Door middel van deze gecoördineerde actie willen de toezichthoudende autoriteiten ‘beste praktijken’ bevorderen en aldus de passende bescherming van persoonsgegevens verzekeren.
Tachtig instanties
In totaal zullen meer dan tachtig overheidsinstanties in de EER worden aangesproken, waaronder EU-instellingen, die een brede waaier aan sectoren bestrijken (zoals gezondheidszorg, financiën, belastingen, onderwijs, centrale inkopers of leveranciers van it-diensten). De toezichthoudende autoriteiten zullen met name de uitdagingen van overheidsinstanties in verband met de naleving van de GDPR onderzoeken wanneer zij cloudgebaseerde diensten gebruiken.
De GBA heeft besloten om in eerste instantie een feitenonderzoek in te stellen door de vragenlijst naar twee soorten instanties te sturen.
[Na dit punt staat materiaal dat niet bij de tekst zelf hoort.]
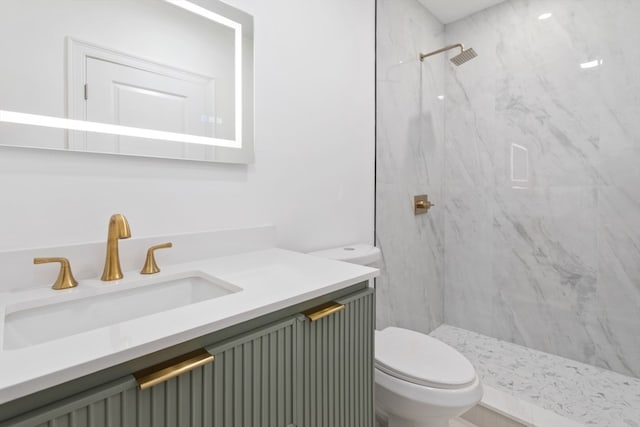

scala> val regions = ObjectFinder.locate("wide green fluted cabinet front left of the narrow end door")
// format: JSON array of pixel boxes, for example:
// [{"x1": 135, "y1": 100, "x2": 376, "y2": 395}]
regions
[{"x1": 0, "y1": 318, "x2": 298, "y2": 427}]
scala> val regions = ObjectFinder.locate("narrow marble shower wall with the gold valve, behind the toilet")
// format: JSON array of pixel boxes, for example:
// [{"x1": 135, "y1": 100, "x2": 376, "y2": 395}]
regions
[{"x1": 376, "y1": 0, "x2": 445, "y2": 332}]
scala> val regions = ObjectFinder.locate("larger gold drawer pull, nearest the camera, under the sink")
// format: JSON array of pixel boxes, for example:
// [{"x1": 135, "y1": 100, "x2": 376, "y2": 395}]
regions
[{"x1": 133, "y1": 349, "x2": 213, "y2": 390}]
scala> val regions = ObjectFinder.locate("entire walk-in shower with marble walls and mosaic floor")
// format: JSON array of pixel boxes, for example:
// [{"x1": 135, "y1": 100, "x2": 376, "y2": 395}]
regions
[{"x1": 376, "y1": 0, "x2": 640, "y2": 427}]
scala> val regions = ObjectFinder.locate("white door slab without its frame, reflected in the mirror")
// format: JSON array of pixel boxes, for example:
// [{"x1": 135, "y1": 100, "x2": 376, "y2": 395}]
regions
[{"x1": 85, "y1": 57, "x2": 215, "y2": 157}]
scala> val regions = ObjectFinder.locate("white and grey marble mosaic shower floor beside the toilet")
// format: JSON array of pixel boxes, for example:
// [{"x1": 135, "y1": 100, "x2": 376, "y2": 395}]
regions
[{"x1": 431, "y1": 325, "x2": 640, "y2": 427}]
Enerzijds gaat die naar twee belangrijke ict-dienstverleners voor overheidsinstanties. Daarnaast zal de vragenlijst naar vijf overheidsinstanties worden gestuurd die grote hoeveelheden gezondheidsgegevens verwerken en die een cruciale rol hebben gespeeld in de context van de coronacrisis.
Timing
De resultaten zullen, volgens de GBA, op gecoördineerde wijze worden geanalyseerd. Waarna de toezichthoudende autoriteiten zullen beslissen over eventuele verdere nationale toezichts- en handhavingsactiviteiten.
Ook zullen de resultaten worden samengevoegd, zodat een gerichte follow-up op EU-niveau moet mogelijk zijn. Tegen het einde van 2022 wordt een verslag over het resultaat van deze analyse verwacht.